How bad? Well, it usually starts with a silent treatment or a screaming fit. No swearing or physical violence or throwing stuff.

I don't know if she really believes the marriage is unsalvageable. Afterwards, I'm usually convinced it was a bargaining tool (or blackmail, basically). As I have gotten desensitized to it over the years, she has had to increase the intensity to convince me that "this time it's for real". So a while ago she actually took a plane and went away to a random destination for a week. Another time she sent me the text of an email that she threatened to send to my parents, announcing our irrevocable separation.

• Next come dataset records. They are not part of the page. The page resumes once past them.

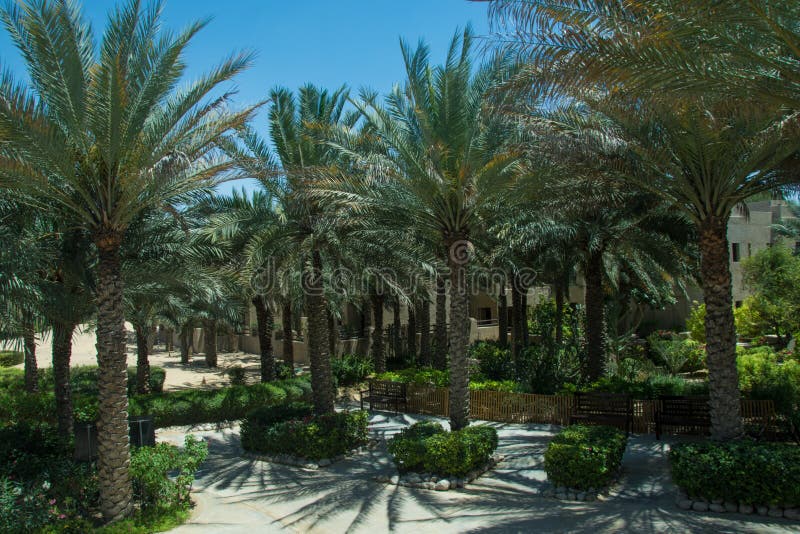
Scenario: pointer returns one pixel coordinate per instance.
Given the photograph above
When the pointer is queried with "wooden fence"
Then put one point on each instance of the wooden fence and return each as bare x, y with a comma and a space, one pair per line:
553, 409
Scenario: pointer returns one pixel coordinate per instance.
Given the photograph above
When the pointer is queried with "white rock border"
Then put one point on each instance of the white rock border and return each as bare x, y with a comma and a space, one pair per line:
438, 483
721, 506
305, 463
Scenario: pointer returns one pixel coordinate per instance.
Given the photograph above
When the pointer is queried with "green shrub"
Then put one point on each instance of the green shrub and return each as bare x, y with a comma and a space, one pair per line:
677, 354
696, 322
458, 453
259, 420
413, 375
428, 447
740, 471
151, 468
40, 486
351, 369
10, 358
323, 436
408, 446
237, 375
762, 375
494, 362
189, 407
508, 386
584, 457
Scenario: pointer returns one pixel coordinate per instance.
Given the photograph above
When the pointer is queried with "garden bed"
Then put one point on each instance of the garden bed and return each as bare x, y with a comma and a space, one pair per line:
582, 461
429, 457
740, 476
306, 463
291, 434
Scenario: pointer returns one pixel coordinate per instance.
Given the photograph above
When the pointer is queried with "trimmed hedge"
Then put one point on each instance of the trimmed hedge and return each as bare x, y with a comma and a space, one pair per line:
428, 447
583, 457
10, 358
745, 472
314, 438
190, 407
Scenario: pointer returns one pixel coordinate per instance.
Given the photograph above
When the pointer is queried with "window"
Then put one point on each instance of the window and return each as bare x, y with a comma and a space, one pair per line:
735, 252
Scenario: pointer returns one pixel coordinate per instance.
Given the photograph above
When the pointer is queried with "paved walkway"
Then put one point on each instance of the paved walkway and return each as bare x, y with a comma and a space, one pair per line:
236, 494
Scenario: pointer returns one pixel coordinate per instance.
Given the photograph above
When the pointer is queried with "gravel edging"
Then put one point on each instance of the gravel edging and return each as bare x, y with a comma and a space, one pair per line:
430, 481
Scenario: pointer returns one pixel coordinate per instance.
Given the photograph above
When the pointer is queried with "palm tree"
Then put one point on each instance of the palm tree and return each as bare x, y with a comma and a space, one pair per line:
703, 159
738, 48
437, 167
101, 138
307, 233
235, 221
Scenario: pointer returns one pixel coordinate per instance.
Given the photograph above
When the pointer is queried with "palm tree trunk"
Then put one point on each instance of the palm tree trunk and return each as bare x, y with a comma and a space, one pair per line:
333, 334
559, 315
185, 343
29, 343
169, 339
264, 322
142, 360
412, 333
62, 353
397, 339
425, 333
502, 317
595, 315
378, 352
321, 375
723, 377
516, 324
288, 335
440, 333
113, 447
459, 338
210, 342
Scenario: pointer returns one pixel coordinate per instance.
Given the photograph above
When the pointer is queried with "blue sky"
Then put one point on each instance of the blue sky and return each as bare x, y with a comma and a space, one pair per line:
326, 42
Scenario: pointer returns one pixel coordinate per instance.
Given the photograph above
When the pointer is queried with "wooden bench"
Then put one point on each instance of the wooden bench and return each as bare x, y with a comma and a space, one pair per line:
613, 409
385, 394
682, 411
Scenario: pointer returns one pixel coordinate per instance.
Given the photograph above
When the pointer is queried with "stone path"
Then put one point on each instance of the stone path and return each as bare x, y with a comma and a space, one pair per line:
236, 494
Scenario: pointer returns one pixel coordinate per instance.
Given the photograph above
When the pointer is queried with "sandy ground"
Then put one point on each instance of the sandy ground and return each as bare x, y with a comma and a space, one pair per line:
179, 376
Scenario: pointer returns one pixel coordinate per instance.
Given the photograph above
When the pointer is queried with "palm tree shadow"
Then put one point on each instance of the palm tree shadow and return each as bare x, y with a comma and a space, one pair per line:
346, 497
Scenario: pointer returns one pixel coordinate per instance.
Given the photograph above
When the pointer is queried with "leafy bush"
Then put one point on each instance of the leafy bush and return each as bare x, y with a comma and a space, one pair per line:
10, 358
762, 375
408, 446
151, 468
584, 457
315, 438
259, 420
237, 375
428, 447
351, 369
494, 362
650, 388
188, 407
677, 354
508, 386
413, 375
740, 471
40, 486
544, 370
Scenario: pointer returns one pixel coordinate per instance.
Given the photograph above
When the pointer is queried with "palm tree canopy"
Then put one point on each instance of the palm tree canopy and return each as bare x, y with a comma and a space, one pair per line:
104, 132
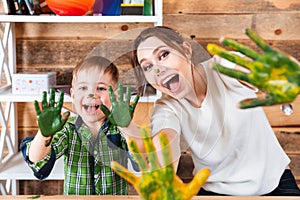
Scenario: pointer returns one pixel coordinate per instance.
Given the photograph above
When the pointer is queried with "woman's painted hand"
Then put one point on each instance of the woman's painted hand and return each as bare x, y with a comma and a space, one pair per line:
122, 112
157, 182
49, 118
273, 72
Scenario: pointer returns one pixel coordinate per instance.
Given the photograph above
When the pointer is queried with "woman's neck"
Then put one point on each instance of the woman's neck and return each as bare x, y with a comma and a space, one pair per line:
199, 85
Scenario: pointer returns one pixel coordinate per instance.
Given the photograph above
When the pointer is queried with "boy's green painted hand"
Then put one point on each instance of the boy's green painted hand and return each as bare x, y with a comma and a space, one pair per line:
274, 72
157, 182
49, 118
122, 112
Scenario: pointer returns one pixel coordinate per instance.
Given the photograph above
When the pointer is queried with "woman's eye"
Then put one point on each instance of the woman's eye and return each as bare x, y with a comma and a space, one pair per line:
147, 67
101, 88
164, 54
82, 88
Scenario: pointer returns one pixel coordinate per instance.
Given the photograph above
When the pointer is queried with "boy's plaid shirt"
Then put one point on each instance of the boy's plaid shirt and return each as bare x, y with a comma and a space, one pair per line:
87, 160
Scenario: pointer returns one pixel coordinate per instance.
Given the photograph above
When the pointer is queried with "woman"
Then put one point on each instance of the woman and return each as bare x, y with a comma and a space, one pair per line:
200, 105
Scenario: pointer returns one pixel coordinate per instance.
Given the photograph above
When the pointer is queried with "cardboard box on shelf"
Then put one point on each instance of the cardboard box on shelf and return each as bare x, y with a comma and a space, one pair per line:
34, 83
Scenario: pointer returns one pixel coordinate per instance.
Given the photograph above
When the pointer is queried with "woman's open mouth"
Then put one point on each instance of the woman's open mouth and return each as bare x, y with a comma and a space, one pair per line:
91, 108
171, 83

So if she has to keep inventing new stuff for it to work, I'm scared about what her next trick might be.


----------



## Uptown (Mar 27, 2010)

FishKid, when the arguments occur -- you say every 2 or 3 months -- are they over major issues or, rather, minor issues? I ask because some women, who are unable to deal with intimacy, will periodically push their partners away by creating fights out of thin air. The disagreements, in those cases, are over such minor things that neither party can remember what it was several days later. Does this apply you your W during the really big fights? Finally, if the big fights actually are about important big issues, why is it that they are never resolved?


----------



## FishKid (Feb 1, 2013)

Uptown said:


> FishKid, when the arguments occur -- you say every 2 or 3 months -- are they over major issues or, rather, minor issues? I ask because some women, who are unable to deal with intimacy, will periodically push their partners away by creating fights out of thin air. The disagreements, in those cases, are over such minor things that neither party can remember what it was several days later. Does this apply you your W during the really big fights? Finally, if the big fights actually are about important big issues, why is it that they are never resolved?


It depends, sometimes it's a big deal from the start, sometimes it's triggered by something trivial but it turns out there's a bigger underlying issue that's been bothering her.
I don't think she has intimacy issues.


----------



## Uptown (Mar 27, 2010)

So what's preventing you two from resolving these big deal problems when they arise every month or two? Can you not reason with her? Does she lack communication skills? Why does she resort to threatening divorce -- as a way of blackmailing you -- instead of simply working with you to resolve the problem itself?


----------



## FishKid (Feb 1, 2013)

Uptown said:


> So what's preventing you two from resolving these big deal problems when they arise every month or two? Can you not reason with her? Does she lack communication skills? Why does she resort to threatening divorce -- as a way of blackmailing you -- instead of simply working with you to resolve the problem itself?


It's either
1) We agree on something but then we get lazy and fail to follow through on it (we are both guilty of this)
2) We can't agree on something, we can both be unreasonable sometimes.
3) She changes her mind about something we agreed on earlier.

Regarding 3, I've tried suggesting she take responsibility for what she agrees to, but then the response is that she's a woman and therefore her *feelings* about something can change and we are both powerless to do anything about that and I am a jerk for not understanding.


----------